Private environment membership does not automatically grant message or call plaintext access.

Relationship With Enigm Command

Enigm Command provides environment administration and review workflows. It may support:
  • Environment creation.
  • Membership administration.
  • Access configuration.
  • Connected-device visibility.
  • Session review.
  • Device removal.
  • Data deletion workflows.
  • Account or environment closure workflows.
  • Enigm eSIM, Enigm Key, and managed-device lifecycle visibility where enabled.
The Enigm Command must preserve the separation between administrative lifecycle management and protected communication confidentiality.
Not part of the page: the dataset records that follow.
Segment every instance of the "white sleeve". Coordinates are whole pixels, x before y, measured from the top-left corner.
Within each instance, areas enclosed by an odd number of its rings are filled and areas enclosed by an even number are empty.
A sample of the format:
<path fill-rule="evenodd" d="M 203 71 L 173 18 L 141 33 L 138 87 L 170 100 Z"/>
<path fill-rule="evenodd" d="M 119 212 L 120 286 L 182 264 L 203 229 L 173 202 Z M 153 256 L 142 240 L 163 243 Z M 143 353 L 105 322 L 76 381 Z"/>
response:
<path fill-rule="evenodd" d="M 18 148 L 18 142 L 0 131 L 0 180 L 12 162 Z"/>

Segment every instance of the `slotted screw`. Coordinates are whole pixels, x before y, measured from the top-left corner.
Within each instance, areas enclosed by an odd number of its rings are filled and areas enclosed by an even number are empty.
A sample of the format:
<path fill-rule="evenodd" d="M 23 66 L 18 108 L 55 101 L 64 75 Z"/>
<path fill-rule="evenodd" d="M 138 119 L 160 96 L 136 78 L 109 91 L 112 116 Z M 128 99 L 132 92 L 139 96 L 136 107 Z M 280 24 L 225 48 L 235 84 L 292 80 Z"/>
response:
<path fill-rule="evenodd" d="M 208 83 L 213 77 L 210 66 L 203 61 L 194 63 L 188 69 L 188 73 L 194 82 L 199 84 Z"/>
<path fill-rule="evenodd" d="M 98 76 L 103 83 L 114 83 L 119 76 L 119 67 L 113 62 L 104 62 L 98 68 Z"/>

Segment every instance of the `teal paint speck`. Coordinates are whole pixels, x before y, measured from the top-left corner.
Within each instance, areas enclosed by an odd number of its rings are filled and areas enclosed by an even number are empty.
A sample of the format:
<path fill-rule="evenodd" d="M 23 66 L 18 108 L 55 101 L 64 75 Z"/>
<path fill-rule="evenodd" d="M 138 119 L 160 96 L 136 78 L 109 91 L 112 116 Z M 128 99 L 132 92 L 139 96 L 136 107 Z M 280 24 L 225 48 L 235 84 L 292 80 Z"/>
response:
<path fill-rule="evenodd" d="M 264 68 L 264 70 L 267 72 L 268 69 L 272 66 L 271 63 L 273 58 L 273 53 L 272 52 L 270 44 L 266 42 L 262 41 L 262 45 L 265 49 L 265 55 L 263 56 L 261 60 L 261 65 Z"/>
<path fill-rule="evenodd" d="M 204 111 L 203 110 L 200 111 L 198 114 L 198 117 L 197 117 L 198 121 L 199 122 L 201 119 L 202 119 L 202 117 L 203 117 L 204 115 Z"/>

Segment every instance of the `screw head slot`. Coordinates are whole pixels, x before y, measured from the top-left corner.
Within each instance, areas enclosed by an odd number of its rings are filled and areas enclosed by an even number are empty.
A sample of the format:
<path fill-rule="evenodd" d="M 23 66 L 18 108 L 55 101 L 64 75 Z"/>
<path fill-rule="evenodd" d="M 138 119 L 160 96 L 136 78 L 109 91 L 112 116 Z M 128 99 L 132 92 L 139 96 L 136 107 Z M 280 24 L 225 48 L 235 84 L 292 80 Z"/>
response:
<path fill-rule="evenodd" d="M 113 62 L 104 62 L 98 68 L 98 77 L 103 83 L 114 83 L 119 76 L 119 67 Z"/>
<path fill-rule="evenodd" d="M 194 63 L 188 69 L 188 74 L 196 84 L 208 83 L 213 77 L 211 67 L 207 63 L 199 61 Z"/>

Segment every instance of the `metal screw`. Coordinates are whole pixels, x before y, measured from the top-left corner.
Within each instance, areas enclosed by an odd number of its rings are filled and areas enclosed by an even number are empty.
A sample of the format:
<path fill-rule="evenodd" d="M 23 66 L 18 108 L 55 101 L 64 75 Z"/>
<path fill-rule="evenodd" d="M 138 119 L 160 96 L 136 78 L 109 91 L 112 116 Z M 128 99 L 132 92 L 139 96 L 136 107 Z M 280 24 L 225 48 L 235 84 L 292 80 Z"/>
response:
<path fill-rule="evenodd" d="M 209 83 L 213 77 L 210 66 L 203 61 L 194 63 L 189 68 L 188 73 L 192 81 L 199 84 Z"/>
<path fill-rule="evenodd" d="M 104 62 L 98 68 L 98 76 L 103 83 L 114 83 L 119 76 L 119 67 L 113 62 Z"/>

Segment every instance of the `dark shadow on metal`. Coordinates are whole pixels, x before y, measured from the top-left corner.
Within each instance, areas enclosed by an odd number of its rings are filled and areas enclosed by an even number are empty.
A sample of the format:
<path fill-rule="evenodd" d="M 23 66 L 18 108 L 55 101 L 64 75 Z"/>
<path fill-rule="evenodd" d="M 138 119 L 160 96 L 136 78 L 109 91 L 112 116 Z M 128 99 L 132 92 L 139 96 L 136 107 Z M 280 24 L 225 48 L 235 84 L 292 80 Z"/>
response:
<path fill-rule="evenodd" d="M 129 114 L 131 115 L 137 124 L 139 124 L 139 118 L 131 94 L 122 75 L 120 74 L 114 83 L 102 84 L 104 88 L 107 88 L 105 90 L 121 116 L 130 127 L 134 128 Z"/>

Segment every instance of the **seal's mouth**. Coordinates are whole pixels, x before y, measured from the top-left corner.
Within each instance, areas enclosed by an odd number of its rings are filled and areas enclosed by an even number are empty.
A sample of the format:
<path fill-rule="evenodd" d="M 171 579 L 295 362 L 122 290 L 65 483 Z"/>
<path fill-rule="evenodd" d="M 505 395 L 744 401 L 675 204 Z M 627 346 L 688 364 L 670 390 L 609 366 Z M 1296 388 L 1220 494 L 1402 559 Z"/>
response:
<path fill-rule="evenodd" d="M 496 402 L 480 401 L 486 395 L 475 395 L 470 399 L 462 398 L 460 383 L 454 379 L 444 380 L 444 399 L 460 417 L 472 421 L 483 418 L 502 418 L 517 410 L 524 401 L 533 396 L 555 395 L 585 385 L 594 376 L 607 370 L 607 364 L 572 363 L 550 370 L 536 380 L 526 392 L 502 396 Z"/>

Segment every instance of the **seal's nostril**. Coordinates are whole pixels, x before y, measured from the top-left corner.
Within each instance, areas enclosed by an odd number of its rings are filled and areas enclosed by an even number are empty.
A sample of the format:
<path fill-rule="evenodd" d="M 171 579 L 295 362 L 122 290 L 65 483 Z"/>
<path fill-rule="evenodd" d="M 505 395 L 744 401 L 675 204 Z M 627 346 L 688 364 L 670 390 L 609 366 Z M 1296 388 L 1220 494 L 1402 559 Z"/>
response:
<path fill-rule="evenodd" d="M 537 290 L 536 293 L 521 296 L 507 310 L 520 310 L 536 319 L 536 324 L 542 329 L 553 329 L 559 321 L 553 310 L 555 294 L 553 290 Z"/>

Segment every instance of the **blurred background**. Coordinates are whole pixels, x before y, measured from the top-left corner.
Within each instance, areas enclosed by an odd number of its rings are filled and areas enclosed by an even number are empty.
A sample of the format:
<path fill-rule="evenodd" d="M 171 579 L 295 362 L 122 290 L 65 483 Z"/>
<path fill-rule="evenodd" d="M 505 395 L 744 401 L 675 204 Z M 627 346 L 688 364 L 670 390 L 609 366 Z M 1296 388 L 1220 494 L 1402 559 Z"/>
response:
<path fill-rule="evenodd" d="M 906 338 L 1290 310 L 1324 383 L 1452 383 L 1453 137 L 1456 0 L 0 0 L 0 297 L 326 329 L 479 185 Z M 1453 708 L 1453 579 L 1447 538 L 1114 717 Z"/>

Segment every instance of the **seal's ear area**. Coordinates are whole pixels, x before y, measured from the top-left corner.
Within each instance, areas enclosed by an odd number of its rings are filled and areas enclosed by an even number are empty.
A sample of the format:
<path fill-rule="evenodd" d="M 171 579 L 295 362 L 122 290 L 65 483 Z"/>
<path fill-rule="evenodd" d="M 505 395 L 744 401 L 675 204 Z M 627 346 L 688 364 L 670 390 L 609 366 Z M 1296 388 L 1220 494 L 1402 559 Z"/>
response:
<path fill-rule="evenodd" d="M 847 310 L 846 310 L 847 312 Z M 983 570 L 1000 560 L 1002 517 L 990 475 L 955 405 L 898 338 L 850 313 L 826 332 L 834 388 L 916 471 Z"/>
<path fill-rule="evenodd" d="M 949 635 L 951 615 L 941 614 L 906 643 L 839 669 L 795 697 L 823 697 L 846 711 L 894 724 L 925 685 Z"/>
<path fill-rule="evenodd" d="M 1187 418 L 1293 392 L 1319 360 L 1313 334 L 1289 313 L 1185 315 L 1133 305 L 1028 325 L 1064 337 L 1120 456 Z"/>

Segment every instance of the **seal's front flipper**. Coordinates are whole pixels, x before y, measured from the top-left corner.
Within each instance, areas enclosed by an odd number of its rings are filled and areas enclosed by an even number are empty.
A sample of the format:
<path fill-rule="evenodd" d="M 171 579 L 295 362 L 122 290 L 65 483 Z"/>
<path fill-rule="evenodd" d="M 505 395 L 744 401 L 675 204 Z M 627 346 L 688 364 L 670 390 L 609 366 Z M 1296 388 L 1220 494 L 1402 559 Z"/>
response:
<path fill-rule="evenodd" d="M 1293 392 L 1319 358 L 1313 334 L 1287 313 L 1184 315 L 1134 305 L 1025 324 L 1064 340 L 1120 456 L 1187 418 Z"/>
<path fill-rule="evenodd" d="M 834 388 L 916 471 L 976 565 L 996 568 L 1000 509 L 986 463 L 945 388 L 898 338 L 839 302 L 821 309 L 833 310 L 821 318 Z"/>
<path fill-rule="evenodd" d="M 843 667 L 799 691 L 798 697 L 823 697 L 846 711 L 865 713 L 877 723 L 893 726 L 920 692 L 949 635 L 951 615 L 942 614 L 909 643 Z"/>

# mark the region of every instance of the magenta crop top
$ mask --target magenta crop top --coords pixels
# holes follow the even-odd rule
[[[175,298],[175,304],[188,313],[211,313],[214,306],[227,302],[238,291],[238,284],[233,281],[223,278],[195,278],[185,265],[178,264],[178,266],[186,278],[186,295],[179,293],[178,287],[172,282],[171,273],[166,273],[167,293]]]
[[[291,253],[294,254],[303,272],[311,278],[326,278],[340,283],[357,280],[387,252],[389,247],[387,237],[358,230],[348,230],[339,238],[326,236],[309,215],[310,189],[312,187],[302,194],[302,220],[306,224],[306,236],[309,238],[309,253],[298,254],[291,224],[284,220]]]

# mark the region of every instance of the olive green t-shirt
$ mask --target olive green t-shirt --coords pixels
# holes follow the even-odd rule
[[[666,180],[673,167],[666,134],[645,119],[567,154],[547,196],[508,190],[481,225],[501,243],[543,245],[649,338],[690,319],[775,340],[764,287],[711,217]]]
Relationship With Enigm Intelligence

Enigm Intelligence may process minimized security signals related to private environment security where authorized and policy-permitted. Examples include:
  • Access anomalies.
  • Device lifecycle events.
  • Policy violations.
  • Suspicious activity indicators.
  • Defensive response outcomes.
Security visibility should support risk reduction without exposing protected content or unnecessary identity metadata.

Security Considerations

  • Private environment access should require explicit authorization.
  • Administrative roles should be scoped and auditable.
  • Device trust should remain separate from account trust.
  • Policy changes should affect future eligibility according to lifecycle rules.
  • Administrative actions must not bypass end-to-end encryption.
  • Connected-device visibility should use minimized identifiers where possible.
  • Environment deletion or data deletion workflows must preserve legal, security, and operational boundaries where applicable.

Security Limitations

Enigm Server reduces exposure and provides dedicated administrative boundaries, but it does not eliminate all risk. Important limitations:
  • Authorized members may disclose information they receive.
  • Compromised endpoints may expose content after authorized local access.
  • Misconfigured policy can affect access behavior.
  • Private environment membership may still require limited metadata.
  • Administrative removal affects future access but cannot guarantee removal of content already accessed by an authorized participant.
  • Private environments do not replace end-to-end encryption, device trust, secure onboarding, or user security awareness.

Threat Model References

Relevant threat-model areas include private environment abuse, account compromise, device lifecycle abuse, Enigm Command abuse, metadata exposure, malicious trusted users, endpoint compromise, and loss of administrative audit visibility.